Terpisah, Ketua Forum Pegawai Non PNS Banten Taufik Hidayat mengatakan, banyak tenaga honorer Pemprov Banten yang ikut seleksi PPPK.
“Banyak, kurang lebih yang mendaftar untuk formasi itu sekitar ada 800-an lah. Selebihnya itu, tidak ada formasi,” ujarnya.
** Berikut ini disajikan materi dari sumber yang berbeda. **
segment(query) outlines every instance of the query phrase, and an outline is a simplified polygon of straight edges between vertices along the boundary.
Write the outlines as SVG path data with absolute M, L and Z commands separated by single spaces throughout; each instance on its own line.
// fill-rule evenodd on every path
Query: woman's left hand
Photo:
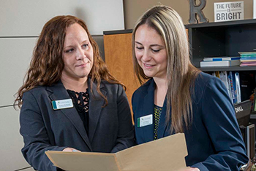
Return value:
M 182 170 L 182 171 L 200 171 L 200 170 L 198 168 L 195 168 L 195 167 L 187 167 L 186 170 Z

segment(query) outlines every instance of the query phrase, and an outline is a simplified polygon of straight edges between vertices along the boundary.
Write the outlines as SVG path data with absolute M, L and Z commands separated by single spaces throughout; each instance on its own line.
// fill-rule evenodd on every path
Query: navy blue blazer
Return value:
M 22 153 L 37 170 L 56 170 L 45 151 L 72 147 L 81 151 L 114 153 L 134 144 L 134 128 L 127 95 L 119 84 L 102 81 L 100 90 L 108 104 L 90 85 L 89 125 L 87 135 L 75 108 L 54 111 L 51 102 L 70 98 L 59 81 L 50 87 L 37 87 L 24 93 L 20 110 Z M 91 92 L 92 90 L 93 94 Z
M 154 122 L 142 127 L 137 124 L 141 116 L 154 116 L 154 89 L 155 83 L 151 79 L 132 95 L 138 144 L 154 140 Z M 188 151 L 187 165 L 197 167 L 200 171 L 239 170 L 248 158 L 234 108 L 220 79 L 204 73 L 198 76 L 192 97 L 192 124 L 184 132 Z M 160 116 L 158 138 L 170 135 L 171 123 L 165 125 L 165 115 L 166 99 Z

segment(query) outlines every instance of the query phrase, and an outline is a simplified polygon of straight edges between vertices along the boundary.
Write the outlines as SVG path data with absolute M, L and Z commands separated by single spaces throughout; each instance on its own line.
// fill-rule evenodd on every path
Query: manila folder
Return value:
M 45 152 L 55 166 L 69 171 L 178 171 L 186 168 L 184 133 L 140 144 L 116 154 Z

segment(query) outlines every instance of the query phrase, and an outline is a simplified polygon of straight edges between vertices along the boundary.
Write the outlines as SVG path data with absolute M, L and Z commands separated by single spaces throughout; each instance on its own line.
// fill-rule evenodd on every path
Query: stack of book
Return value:
M 237 71 L 214 71 L 213 76 L 219 78 L 226 86 L 233 104 L 241 101 L 239 73 Z
M 241 57 L 240 66 L 256 66 L 256 52 L 238 52 Z
M 225 67 L 239 65 L 240 57 L 204 57 L 200 61 L 200 67 Z

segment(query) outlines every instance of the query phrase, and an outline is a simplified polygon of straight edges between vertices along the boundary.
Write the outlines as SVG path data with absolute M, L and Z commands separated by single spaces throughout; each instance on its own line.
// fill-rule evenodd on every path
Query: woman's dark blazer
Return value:
M 72 147 L 81 151 L 114 153 L 133 146 L 134 130 L 127 98 L 119 84 L 102 81 L 100 90 L 108 104 L 91 87 L 89 79 L 89 125 L 86 134 L 75 108 L 53 110 L 51 102 L 70 98 L 61 81 L 23 94 L 20 110 L 22 153 L 38 170 L 56 170 L 45 152 Z M 92 90 L 93 94 L 91 92 Z
M 154 89 L 155 83 L 151 79 L 132 96 L 135 139 L 138 144 L 154 140 L 154 124 L 138 127 L 137 121 L 143 116 L 154 116 Z M 219 79 L 201 73 L 195 80 L 194 92 L 192 122 L 189 129 L 184 132 L 188 151 L 187 164 L 197 167 L 200 171 L 239 170 L 241 165 L 248 162 L 248 158 L 235 110 L 225 84 Z M 158 138 L 170 134 L 171 122 L 167 126 L 165 124 L 166 103 L 165 99 Z

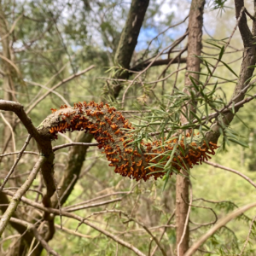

Kata dia, pegawai non ASN sudah ikhtiar agar diangkat menjadi PPPK. Namun, ada yang gagal karena tidak ikut lantaran tidak ada formasi, tidak sesuai dengan formasi dan pendidikan, tidak lolos saat mendaftar, serta tidak lulus seleksi.
Apalagi, lanjutnya, pendaftaran PPPK tenaga teknis dibuka untuk umum, sehingga yang dari luar provinsi pun bahkan dari luar daerah itu daftar di Pemprov Banten.
Sehingga, persaingannya terbuka dan tidak melihat masa kerja serta asalnya.
“Ini yang sangat disayangkan di Provinsi Banten saja honorernya masih ribuan ya kan ini kok masih dibuka untuk umum gitu, tidak dikhususkan. Padahal kami sudah beraudiensi minta di formasi itu khusus untuk Provinsi Banten saja,” tandasnya.